The problem is, folks, that in some cases when trial time comes around, the condemnor shows up with a new appraiser who offers a new opinion of value that just happens to be significantly lower than the “good faith deposit” that had been made by the condemnor in the quick-take procedure. But by then the owner (who has been evicted by the condemnor) has withdrawn the deposit and spent the money on replacement housing. So if the jury returns later with a verdict that is lower than that deposit, the owner has to refund the pertinent part of his withdrawn money — which he no longer has, having spent it on replacement property. That is known as “sandbagging” around here — it is a transparent gimmick to put pressure on the owner to settle on the condemnor’s terms and to discourage him from going to trial before a judge and jury.

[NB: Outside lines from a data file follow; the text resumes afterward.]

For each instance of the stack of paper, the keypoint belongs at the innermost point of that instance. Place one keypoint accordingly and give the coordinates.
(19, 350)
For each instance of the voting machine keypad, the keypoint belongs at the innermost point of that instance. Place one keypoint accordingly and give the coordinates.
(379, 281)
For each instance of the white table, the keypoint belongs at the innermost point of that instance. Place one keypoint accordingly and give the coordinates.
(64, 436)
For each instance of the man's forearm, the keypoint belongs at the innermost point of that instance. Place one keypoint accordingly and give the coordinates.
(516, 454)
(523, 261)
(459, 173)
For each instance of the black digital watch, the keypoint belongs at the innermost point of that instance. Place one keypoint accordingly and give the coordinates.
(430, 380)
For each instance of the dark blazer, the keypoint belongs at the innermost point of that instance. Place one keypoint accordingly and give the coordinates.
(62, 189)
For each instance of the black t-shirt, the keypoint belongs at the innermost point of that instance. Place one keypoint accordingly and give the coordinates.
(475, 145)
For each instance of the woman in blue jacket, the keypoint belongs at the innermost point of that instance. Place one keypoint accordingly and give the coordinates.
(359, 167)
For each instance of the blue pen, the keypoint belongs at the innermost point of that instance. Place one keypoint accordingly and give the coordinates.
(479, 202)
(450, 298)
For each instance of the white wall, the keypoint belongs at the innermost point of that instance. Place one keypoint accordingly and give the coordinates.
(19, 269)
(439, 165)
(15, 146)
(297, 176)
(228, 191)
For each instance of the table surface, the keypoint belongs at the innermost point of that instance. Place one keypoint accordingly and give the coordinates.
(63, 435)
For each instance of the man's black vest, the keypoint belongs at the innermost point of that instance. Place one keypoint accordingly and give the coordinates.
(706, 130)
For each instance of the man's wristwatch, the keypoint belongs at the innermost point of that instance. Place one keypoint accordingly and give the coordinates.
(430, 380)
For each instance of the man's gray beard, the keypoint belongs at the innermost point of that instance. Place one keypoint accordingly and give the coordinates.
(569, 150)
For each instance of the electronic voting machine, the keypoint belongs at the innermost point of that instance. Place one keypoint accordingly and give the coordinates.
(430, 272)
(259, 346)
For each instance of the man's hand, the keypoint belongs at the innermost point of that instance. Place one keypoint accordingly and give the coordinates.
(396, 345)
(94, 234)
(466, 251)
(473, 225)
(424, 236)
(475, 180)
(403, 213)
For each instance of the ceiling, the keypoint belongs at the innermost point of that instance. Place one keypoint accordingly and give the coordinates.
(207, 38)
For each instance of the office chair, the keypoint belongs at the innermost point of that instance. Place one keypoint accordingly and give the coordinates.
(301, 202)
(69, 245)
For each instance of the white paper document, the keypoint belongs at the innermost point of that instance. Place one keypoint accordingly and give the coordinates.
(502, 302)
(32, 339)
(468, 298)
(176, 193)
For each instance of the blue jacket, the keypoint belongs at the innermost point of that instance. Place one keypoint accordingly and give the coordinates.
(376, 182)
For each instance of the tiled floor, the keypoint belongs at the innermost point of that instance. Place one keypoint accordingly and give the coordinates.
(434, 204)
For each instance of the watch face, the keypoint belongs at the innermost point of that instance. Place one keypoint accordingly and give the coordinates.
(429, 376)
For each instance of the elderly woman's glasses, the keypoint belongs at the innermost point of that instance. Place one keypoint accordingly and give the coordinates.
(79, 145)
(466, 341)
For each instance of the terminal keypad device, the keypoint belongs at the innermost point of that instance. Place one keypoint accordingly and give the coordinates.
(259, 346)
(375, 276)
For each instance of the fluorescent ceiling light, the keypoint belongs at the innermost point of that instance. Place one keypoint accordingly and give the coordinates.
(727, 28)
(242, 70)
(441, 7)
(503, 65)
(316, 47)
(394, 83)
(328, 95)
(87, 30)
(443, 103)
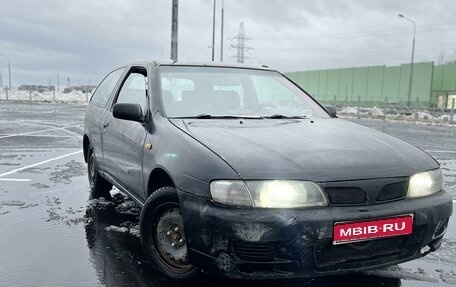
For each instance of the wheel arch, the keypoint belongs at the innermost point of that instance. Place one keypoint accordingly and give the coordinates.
(158, 178)
(85, 146)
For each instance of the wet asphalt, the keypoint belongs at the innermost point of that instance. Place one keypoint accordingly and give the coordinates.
(53, 234)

The nasty twist is that the owner is not allowed by law to tell the jury about that earlier, higher, amount deposited by the condemnor as a “good faith” estimate of just compensation for the taking of the subject land. Nor is he allowed to cross examine the condemnor’s appraiser on that subject. So the condemnor can blow hot and cold on the issue of value with no danger that its inconsistent positions will be revealed to the jury. There have even been a couple cases in California in which condemnors tried to pull off that stunt by having the same appraiser testify to both the higher and the lower amounts with the owner forbidden to disclose that inconsistency to the jury.

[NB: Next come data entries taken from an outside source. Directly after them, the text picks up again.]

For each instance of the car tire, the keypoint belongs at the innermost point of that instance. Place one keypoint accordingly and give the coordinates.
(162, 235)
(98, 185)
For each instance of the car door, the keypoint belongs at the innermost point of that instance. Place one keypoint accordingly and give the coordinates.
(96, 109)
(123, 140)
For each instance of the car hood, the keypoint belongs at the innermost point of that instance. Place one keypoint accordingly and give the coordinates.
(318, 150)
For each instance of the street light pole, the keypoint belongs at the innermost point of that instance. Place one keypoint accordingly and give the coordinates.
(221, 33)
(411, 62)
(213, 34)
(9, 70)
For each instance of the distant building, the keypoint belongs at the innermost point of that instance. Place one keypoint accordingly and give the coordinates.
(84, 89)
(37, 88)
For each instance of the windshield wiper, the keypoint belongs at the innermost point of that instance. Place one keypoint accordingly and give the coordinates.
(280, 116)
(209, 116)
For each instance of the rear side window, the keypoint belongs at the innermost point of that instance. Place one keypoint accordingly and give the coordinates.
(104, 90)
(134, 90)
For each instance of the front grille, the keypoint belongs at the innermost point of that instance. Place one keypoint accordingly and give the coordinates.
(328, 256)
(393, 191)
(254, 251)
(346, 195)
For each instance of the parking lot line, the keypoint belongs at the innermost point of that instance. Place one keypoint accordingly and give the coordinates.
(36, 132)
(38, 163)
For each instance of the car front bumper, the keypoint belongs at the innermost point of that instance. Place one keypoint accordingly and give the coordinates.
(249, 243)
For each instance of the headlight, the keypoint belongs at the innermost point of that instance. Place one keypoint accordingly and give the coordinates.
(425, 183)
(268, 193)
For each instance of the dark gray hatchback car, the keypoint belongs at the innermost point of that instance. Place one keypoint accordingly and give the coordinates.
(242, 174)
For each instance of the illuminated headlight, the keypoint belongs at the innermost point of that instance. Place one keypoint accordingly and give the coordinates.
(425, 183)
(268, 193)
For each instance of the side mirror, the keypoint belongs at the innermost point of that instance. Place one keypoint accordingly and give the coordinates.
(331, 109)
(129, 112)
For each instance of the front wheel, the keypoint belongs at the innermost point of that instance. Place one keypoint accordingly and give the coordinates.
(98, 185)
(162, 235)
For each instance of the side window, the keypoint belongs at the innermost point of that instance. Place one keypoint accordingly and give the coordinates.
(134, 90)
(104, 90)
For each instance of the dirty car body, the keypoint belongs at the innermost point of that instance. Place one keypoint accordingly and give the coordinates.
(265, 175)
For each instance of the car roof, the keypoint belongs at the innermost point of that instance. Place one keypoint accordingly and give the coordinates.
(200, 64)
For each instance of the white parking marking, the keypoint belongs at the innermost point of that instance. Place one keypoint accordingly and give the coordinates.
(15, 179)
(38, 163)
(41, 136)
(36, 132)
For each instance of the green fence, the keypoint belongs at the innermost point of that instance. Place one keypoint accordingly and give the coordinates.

How bad can it get? About as bad as you can imagine, and then some. The worst case of manipulating the amount of the deposit that we know of (although it was not a classic instance of “sandbagging”) involved a Caltrans taking of chunks of land from a power line corridor for a highway, which rendered the transmission corridor unfit for future high-voltage lines and seriously — and we do mean seriously — diminished its value. But the condemnor deposited a thrifty $245,000 into court. Long story short, and skipping over some skullduggery, after trial in which the jury heard appraisal testimony (which by then the condemnor upped to four or five million), it came back with a verdict of $49,500,000. That’s right folks: almost $50 mil as against a “good faith” deposit of less than a quarter of a million. Not only was that verdict affirmed on appeal, but the California Supreme Court issued and order directing the condemnor not to brief valuation issues because they would not be considered — the controversy on appeal was about interest — which is another long story that we should tell you about one of these days, but won’t get into here. If you really want to know about it, check out People ex rel. DOT v. So. Cal. Edison Co., 22 Cal.4th 791 (2000).
Of course, in this case, as Caltrans thus learned the hard way, you don’t get to push around the likes of Edison in this fashion, but these figures speak for themselves and provide an acute insight into how far these guys can go in manipulating deposits.